The AI landscape is rapidly evolving, but the foundational concepts covered in this guide provide a solid starting point for understanding and working with AI technologies. Whether you’re a complete beginner or someone with existing technical experience, the key to success with AI is hands-on experimentation and continuous learning.
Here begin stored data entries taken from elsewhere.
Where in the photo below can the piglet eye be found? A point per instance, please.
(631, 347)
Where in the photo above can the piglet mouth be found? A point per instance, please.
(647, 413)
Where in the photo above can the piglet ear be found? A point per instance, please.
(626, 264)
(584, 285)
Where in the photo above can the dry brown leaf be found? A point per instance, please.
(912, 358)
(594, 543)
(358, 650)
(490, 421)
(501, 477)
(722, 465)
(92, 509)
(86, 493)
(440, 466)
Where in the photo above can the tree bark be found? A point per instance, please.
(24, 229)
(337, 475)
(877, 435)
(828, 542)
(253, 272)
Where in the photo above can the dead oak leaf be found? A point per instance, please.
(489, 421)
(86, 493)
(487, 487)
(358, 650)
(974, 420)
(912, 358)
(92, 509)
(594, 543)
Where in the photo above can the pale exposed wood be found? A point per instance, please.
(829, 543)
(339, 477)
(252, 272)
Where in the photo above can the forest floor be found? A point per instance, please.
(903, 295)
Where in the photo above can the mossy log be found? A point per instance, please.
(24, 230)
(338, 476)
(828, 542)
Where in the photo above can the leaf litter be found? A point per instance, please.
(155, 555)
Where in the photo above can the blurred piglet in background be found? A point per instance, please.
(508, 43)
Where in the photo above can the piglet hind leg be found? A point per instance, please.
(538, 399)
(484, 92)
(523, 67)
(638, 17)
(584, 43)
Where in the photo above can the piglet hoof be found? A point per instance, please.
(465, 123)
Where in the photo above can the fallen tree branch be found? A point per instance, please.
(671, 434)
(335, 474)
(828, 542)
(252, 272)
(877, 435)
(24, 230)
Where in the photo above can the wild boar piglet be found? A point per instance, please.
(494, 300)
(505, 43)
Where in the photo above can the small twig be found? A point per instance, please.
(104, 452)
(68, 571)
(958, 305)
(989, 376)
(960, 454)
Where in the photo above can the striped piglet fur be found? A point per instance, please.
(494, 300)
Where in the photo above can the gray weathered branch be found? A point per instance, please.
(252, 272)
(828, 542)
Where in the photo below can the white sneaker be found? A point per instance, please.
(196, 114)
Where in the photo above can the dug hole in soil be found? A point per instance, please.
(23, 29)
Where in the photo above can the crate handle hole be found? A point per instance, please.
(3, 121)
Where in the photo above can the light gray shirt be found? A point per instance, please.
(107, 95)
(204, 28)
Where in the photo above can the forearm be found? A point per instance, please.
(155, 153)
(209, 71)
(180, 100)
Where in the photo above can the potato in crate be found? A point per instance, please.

Key takeaways from this guide:

  • Start simple: Begin with chat interfaces and familiar tools before moving to complex implementations
  • Understand the basics: Knowledge of tokens, prompts, and model limitations will help you use AI more effectively
  • Choose the right tools: Match your technical requirements with appropriate vendors, models, and frameworks
  • Think practically: Focus on solving real problems rather than implementing AI for its own sake
  • Stay current: The AI field moves quickly, so continuous learning is essential

Your next steps:

  1. Experiment with existing tools: Try ChatGPT, GitHub Copilot, or Microsoft Copilot to understand AI capabilities
  2. Identify a real problem: Look for specific tasks in your work that AI could help solve
  3. Start small: Build a simple prototype before committing to large-scale implementations
  4. Learn continuously: Follow AI developments and adapt your approach as new tools and techniques emerge

Remember that AI is a tool to enhance human capabilities, not replace human judgment. The most successful AI implementations combine the efficiency of AI with human expertise, creativity, and oversight. As you explore the possibilities, focus on how AI can help you and your organization work more effectively while maintaining the quality and ethics that matter to your users and stakeholders.